Open Ruberik opened 10 months ago
API Proposal
CreateEvent
method to Accelerator
class, returning new AcceleratorEvent
class.RecordEvent
and WaitForEvent
methods to AcceleratorStream
class.@m4rs-mt what do you think?
Alternate API Proposal
API Proposal
AddEvent
method to AcceleratorStream
class, returning new AcceleratorEvent
class.WaitForEvent
method to AcceleratorStream
class.This removes the ability to re-record the event.
Alternate API Proposal 2
Instead of exposing a new object, introduce an WaitForStream
method between two streams.
Not sure how this will affect the lifetime of the native handles.
Both your API proposal and your first Alternate API Proposal seem reasonable. The first more closely mimics the underlying API, while the second strikes me as harder to screw up.
The "screw up" I'm thinking of is that when an event is created, I believe the only reasonable action to take with that event is to call RecordEvent() on it (that may, in fact, be the only action that doesn't produce an error). It thus makes some sense to combine creation with the call to RecordEvent(); but I'd be hesitant to make impossible something that's possible in the underlying API, even if most use cases are invalid.
Here's the "screw up" I'm imagining. Imagine a scenario with 8 streams, each of which has three tasks to complete, in order: A, B and C. No stream can start C until every stream's A is done.
It's natural to want to write code like this, but it fails:
var taskAFinishedEvents = Enumerable.Range(0, 8).Select(_ => acc.CreateEvent()).ToArray();
for (int i = 0; i < 8; i++) {
DoTaskA(streams[i]);
streams[i].RecordEvent(taskAFinishedEvents[i]);
DoTaskB(streams[i]);
for (int j = 0; j < 8; j++) {
if (j != i) stream[i].WaitForEvent(taskAFinishedEvents[j]);
}
DoTaskC(streams[i]);
}
The correct code would look like this for your first API proposal:
var taskAFinishedEvents = new AcceleratorEvent[8];
for (int i = 0; i < 8; i++) {
DoTaskA(streams[i]);
taskAFinishedEvents[i] = acc.CreateEvent();
streams[i].RecordEvent(taskAFinishedEvents[i]);
}
for (int i = 0; i < 8; i++) {
DoTaskB(streams[i]);
for (int j = 0; j < 8; j++) {
if (j != i) stream[i].WaitForEvent(taskAFinishedEvents[j]);
}
DoTaskC(streams[i]);
}
The second proposal (Alternate API proposal) would simply replace two lines with taskAFinishedEvents[i] = streams[i].AddEvent();
I don't think I understand the third proposal (Alternate API proposal 2) well enough to know how it would solve this problem.
Thanks for the feedback @Ruberik.
The first alternate proposal was to hide the concept of re-recording an event.

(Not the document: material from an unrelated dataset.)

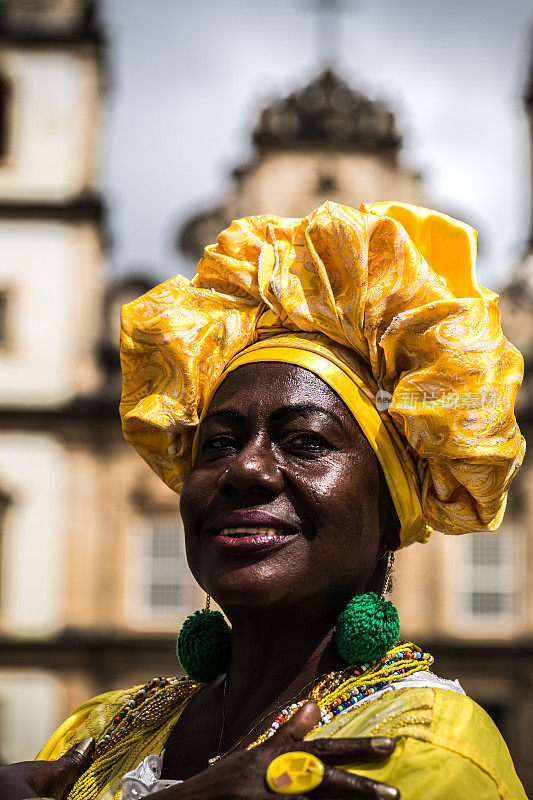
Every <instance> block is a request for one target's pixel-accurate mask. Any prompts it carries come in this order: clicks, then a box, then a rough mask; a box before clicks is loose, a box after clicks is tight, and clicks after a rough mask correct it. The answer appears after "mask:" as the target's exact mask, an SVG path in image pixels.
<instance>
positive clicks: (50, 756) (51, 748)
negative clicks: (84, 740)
mask: <svg viewBox="0 0 533 800" xmlns="http://www.w3.org/2000/svg"><path fill="white" fill-rule="evenodd" d="M140 688H141V686H132V687H131V688H128V689H119V690H118V691H114V692H104V693H103V694H99V695H96V697H93V698H91V699H90V700H87V701H86V702H85V703H82V704H81V705H80V706H78V707H77V708H75V709H74V711H73V712H72V713H71V714H70V716H69V717H67V719H66V720H65V721H64V722H63V724H62V725H60V726H59V728H58V729H57V730H56V731H55V733H53V734H52V736H51V737H50V739H49V740H48V741H47V742H46V744H45V745H44V747H43V748H42V750H41V751H40V752H39V754H38V756H37V759H38V760H50V759H56V758H60V757H61V756H62V755H63V754H64V753H65V752H66V751H67V750H68V749H69V747H72V745H73V744H76V743H77V742H80V741H81V740H82V739H85V738H86V737H87V736H93V737H94V739H95V740H97V739H98V737H99V736H100V734H101V733H102V731H103V729H104V728H105V727H106V726H107V725H108V724H109V723H110V722H111V720H112V719H113V717H114V716H115V714H117V713H118V711H119V710H120V709H121V708H123V707H124V706H125V705H126V703H128V702H130V701H131V699H132V698H133V697H134V695H135V694H136V692H137V691H138V690H139V689H140Z"/></svg>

Cuda supports it, but I'm not sure about OpenCL.
The second alternate proposal was to hide the concept of an AcceleratorEvent
, since the only reason to have it is to establish a dependency between two streams. This places the burden of managing the underlying native objects on ILGPU.
In your example, it would look more like:
for (int i = 0; i < 8; i++) {
DoTaskA(streams[i]);
for (int j = 0; j < 8; j++) {
if (j != i) stream[i].WaitForStream(stream[j]);
}
}
for (int i = 0; i < 8; i++) {
DoTaskB(streams[i]);
DoTaskC(streams[i]);
}
@MoFtZ, I think that does something different from my code. In my example, a stream finishes A, then works on B, and only then must wait until other streams are done with A. In your code here, nobody can start B until everybody's done A.
BTW, I think there's a problem with that code. Don't you need to enqueue all the As before you can have them wait on each other, like this?
for (int i = 0; i < 8; i++) {
DoTaskA(streams[i]);
}
for (int i = 0; i < 8; i++) {
for (int j = 0; j < 8; j++) {
if (j != i) stream[i].WaitForStream(stream[j]);
}
}
for (int i = 0; i < 8; i++) {
DoTaskB(streams[i]);
DoTaskC(streams[i]);
}
You need three loops here, because you have to have enqueued A, but not B or C, when you call WaitForStream.
Yes, you are correct. Perhaps that proposal is too simplified.
It would need to change the meaning from "wait for all Task A to finish before starting C" to "synchronise the start of all Task C".
As my teammates and I move to multiple, big GPUs with many streams doing interdependent work simultaneously, synchronizing at the GPU level is introducing significant amounts of inefficiency. We'd like to be able to use cudaStreamWaitEvent to make a stream wait on an event. There's already RecordEvent, CreateEvent, DestroyEvent and QueryEvent, so I'm hoping this is a straightforward addition.